La visión de nuestro recordado y contemporáneo paisano José pepe Rivera, en los años 1957: “llegó a Mollendo después de la 2da Guerra Mundial, más o menos en los años 1945, en alguno de los buques europeos, más parece de origen francés. Generalmente se le ubicaba en la esquina de las calles Córdova y Blondet en lo que fue el grifo del Sr. Guzmán, siempre con el bigote y cabello bien cortado, casi nunca manejaba dinero. Era un hombre elegante (dentro de su precariedad), buen mozo, usaba sombrero de paño, adornado, vistoso, muy educado. Saludaba muy cortésmente con frecuencia, no hacía caso de los improperios ofensivos de algunos chicos y vecinos. Algunos le tenían miedo, respetaba, no faltaba a nadie, era muy decente en su accionar y comportamiento. De un caminar tranquilo, parsimonioso, de clase, muy hermoso, distinguido, digno y amable.”

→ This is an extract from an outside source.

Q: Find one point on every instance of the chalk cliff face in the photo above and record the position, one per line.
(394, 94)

A las 5 de la tarde, después de haber recorrido buena parte de la ciudad, emprendía su retorno a la lloclla, Quebrada de los Perros, donde hizo su dormitorio. Cerca de una cantera de yeso y mica, al lado de un ojo de agua que le servía diariamente para realizar su limpieza personal y lavado de ropa e incluso sus zapatos. En las mañanas, saliendo de la lloclla, su recorrido era saliendo de las calles Puno, por donde vivía la familia Dueñas. Caminaba por Las Huertas, hoy Mariscal Castilla, bajaba por los centros escolares de mujeres y varones. Luego se detenía en la tienda del Chino Rodolfo con quien se entendía, hasta llegar al garaje de Escalante y el Grifo aludido.

Desde que llegó a Mollendo, desayunaba y almorzaba en el restaurante Choronga. Posteriormente lo atendían a medio día en el Refectorio Escolar de la calle Tambo o Deán Valdivia, frente a la casa de la familia O’ Diana. Al final siempre pasaba por la tienda La Ramona de la calle Comercio y Córdova. Y de allí pasaba al Asilo de Ancianos regentado por las Madres Religiosas, al lado del cine Mundial, donde era atendido por las madres religiosas con su comida.

Precisamente este cuadro se refiere a cuando “El Garifo” se sienta frente a la casa de nuestro artista Gonzalo Chávez Rondón, que vivía en esa época al lado del Asilo de Ancianos y Cine Mundial en Mollendo.